Stem Cell Transplantation for Multiple Myeloma
One of the first decisions a doctor makes after giving a multiple myeloma diagnosis is deciding whether the patient is a candidate for a stem cell transplant.
For some patients, such as those who have other serious medical conditions, the risk of a stem cell transplant may outweigh the benefits.
But for people who are healthy enough for a stem cell transplant, this may be the treatment of choice, with the best prognosis.
Stem cells are cells found in the blood and bone marrow that develop into red blood cells, white blood cells, and platelets. A stem cell transplant aims to replace cancerous stem cells with healthy ones.
There are two types of transplant:
Autologous Transplant Doctors collect stem cells from the patient’s blood, treat the patient with high-dose chemotherapy and (sometimes) radiation, and return the stem cells to the patient intravenously. The stem cells make their way back to the bone marrow, where they begin to grow and multiply. Sometimes doctors recommend patients have a tandem transplant — two autologous transplants 6 to 12 months apart.
Allogeneic Transplant Doctors use stem cells from a donor whose genetics closely match the patient’s, such as a sibling. This is a riskier approach than an autologous transplant but can have better results because donor stem cells can destroy myeloma cells.
Radiation Therapy for Multiple Myeloma
Doctors may use radiation therapy to treat areas of bone that have been damaged by multiple myeloma, aren’t responding to chemotherapy, and are causing pain or are in danger of breaking.
Radiation is also the most common treatment for solitary tumors in bone or soft tissue.
Clinical Trials and Experimental Therapies
Researchers are striving to develop new treatment approaches for multiple myeloma, such as new drugs, new drug combinations, and new approaches for stem cell transplantations.
Scientists are also probing the genetics of myeloma cells in order to identify standard and high-risk disease.

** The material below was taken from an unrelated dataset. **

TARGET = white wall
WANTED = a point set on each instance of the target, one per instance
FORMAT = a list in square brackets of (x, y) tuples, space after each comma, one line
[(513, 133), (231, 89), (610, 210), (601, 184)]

Immunotherapy may have the potential to change the game in multiple myeloma treatment. A new drug of this type focuses on an immune-system cell called a T cell, a type of white blood cell.
Chimeric antigen receptor T-cell therapy (CAR T-cell therapy) empowers T cells to fight multiple myeloma by changing them in the lab so they can identify and kill cancer cells.
Recent studies have shown CAR T-cell therapy with the BCMA protein to be very promising, even in myeloma patients who have had treatment with many other drugs.